Le premier tour a d’ores et déjà démontré que les formations jugées obsolètes en 2017 ne le sont pas tant que cela : elles peuvent en remontrer à des organisations plus jeunes, réduites pour l’heure au rôle de simple figurant territorial.
Si ce scrutin se déroule dans des conditions extraordinaires, il est malgré tout l’une de ces respirations qui font se régénérer notre démocratie locale à échéances régulières ; mentionner cette régularité n’est pas innocent en cette saison d’innovation calendaire…
Toutefois, quelle portée aurait cette élection, à laquelle les Français sont tant attachés, sans l’acte fondateur de 1982, cette onde de choc qui s’est diffusée sur notre organisation institutionnelle ? Elle n’aurait pas le même sens, ni le vote de millions de citoyens la même valeur démocratique.
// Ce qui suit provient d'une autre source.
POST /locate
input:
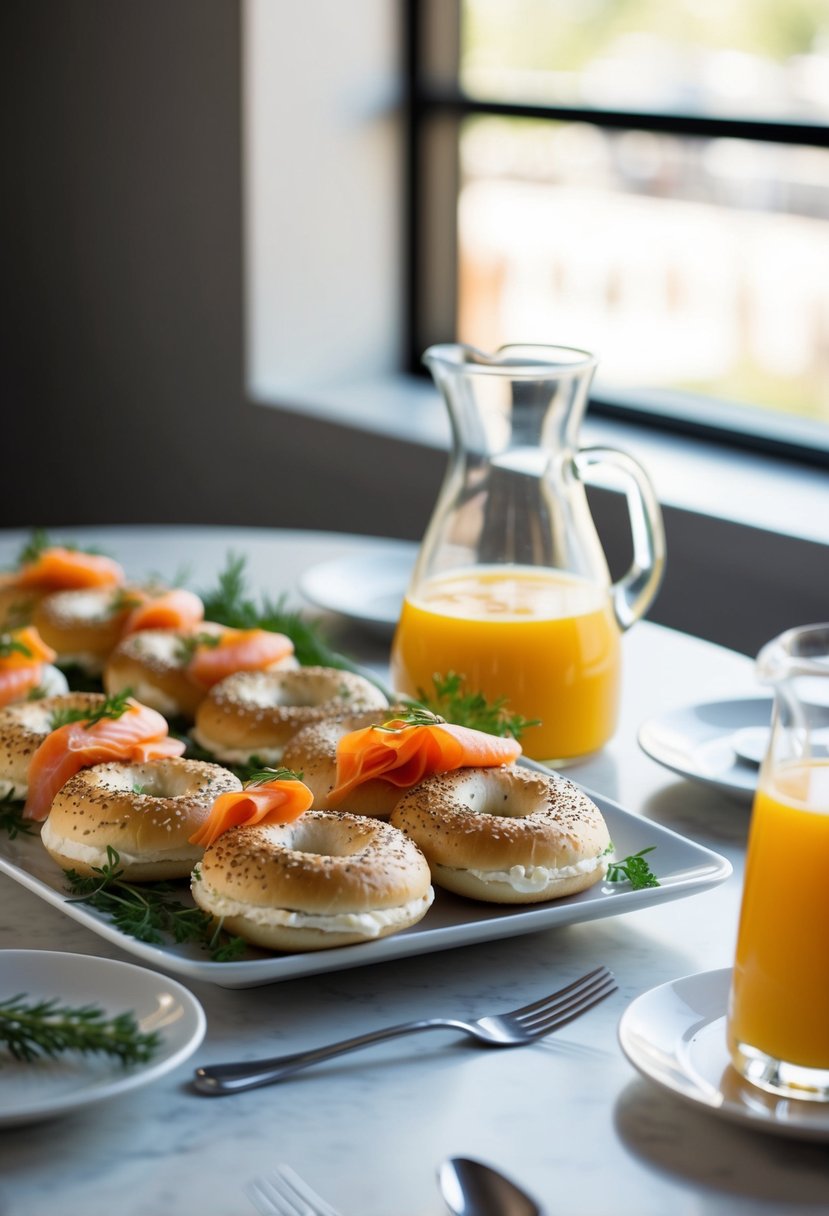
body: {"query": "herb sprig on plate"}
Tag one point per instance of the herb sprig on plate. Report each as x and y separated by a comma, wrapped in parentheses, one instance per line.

« La décentralisation est la grande affaire d’un gouvernement de gauche et le maître mot d’une expérience de progrès », déclarait François Mitterrand en 1977. Elle allait être l’une de ses 110 propositions, la 54e, dans le sillage de propositions de loi déposées par les socialistes dans les années 1970. Elle donna lieu à la première loi examinée par le conseil des ministres, en juillet 1981.
L’année suivante, le Président François Mitterrand affirma que la décentralisation était « la plus grande réforme institutionnelle dans l’équilibre de la France depuis le début du siècle ». Pierre Mauroy l’avait défendue pour libérer une « France asphyxiée par le centralisme », promettant aux Français une « nouvelle citoyenneté » faite d’une plus grande participation.
Cette grande affaire du septennat n’eut que peu d’écho dans l’opinion publique ; mais, dans l’hémicycle, la bataille fut beaucoup plus âpre, avec pas moins de 5 000 amendements de l’opposition de droite.
Bref, la loi Defferre, la bien nommée loi « Droits et libertés », fut une véritable bouffée d’oxygène démocratique et l’amorce d’une période de modernisation des territoires où, d’acteur central, l’État devenait accompagnateur. Ainsi, la décentralisation inaugura une nouvelle façon de « faire République ».
Même ses plus féroces détracteurs se sont ralliés à cette réforme, ainsi qu’en témoignent les nombreux textes, défendus par des gouvernements de gauche ou de droite, visant à parfaire cet ouvrage au fil du temps. Pour des Français qui la considèrent comme allant de soi, la décentralisation est devenue, tout simplement, une règle de vie.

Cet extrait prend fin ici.